The purpose of this dissertation was to evaluate and optimize the use of 

chitosan-functionalized magnetic nanoparticles (F#1 MNPs) as a preanalytical sampling 

processing tool for the detection of foodborne pathogens in complex and diverse food 

matrices. This research contributed to an expanded body of knowledge regarding 

methods to improve the speed of low-level foodborne pathogen isolation and detection 

under laboratory conditions. This is especially important because current advancements 

in the rapid detection of foodborne pathogens focus almost exclusively on improving the 

downstream detection assay with little to no regard for sample preparation (84–86).  

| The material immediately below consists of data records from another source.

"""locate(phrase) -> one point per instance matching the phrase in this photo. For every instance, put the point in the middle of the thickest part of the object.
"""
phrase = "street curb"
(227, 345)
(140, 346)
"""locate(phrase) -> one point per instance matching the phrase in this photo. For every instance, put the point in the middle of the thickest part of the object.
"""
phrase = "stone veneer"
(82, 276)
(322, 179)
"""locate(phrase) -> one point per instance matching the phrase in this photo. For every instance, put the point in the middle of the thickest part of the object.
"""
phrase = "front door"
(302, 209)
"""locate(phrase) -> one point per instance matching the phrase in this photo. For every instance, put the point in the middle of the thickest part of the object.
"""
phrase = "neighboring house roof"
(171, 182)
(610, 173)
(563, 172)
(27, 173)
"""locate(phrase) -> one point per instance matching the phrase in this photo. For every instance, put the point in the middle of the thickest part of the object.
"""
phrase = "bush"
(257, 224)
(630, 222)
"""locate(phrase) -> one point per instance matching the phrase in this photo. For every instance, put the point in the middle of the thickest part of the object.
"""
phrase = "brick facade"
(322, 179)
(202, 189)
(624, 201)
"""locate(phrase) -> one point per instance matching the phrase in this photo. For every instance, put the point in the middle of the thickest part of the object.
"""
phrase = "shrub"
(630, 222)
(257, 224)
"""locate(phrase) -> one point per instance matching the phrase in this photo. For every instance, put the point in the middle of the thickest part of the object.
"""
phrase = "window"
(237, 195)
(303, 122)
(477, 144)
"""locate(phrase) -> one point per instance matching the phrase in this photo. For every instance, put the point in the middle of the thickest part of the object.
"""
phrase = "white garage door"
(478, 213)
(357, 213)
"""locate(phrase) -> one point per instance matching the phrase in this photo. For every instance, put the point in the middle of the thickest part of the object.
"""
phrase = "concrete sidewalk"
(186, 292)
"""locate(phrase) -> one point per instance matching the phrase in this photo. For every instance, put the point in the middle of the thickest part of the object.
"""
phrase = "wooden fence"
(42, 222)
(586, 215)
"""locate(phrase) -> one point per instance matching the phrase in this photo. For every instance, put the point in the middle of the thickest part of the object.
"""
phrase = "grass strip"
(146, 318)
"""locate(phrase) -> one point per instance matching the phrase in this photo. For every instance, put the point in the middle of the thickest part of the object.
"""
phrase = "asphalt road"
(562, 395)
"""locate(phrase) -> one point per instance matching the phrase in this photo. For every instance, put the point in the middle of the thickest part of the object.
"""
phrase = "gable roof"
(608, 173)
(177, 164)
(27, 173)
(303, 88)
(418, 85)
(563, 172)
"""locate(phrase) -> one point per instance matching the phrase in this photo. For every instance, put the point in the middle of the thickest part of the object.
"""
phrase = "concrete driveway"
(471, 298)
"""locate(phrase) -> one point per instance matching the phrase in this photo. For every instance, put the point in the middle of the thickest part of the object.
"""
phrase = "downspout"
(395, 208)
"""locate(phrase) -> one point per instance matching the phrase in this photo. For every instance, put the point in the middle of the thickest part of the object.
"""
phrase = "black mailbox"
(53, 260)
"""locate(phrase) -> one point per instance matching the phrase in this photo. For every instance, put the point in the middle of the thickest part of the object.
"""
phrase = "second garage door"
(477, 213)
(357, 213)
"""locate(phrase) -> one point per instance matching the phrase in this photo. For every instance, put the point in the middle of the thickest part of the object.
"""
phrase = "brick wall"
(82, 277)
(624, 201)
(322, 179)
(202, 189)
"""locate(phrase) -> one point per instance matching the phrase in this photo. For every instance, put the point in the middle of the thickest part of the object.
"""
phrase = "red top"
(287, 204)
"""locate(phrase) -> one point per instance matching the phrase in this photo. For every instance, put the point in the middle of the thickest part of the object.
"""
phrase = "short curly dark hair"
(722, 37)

Two foodborne pathogens were used, one gram-positive (Listeria 

monocytogenes) and one gram-negative (Salmonella ser. Newport) bacterium, which 

contribute significantly to the number of foodborne associated illnesses and deaths in 

the U.S. (1, 2). The bacteria were cold-stressed (refrigerated) to simulate food storage 

conditions (70, 139, 141). This was especially important because while it is 

hypothesized that the F#1 MNPs bind to microbes similarly to other particles 

functionalized by chitosan, this has yet to be proven. Therefore, the physiological state 

of the microbe that likely exists in naturally contaminated samples was considered. 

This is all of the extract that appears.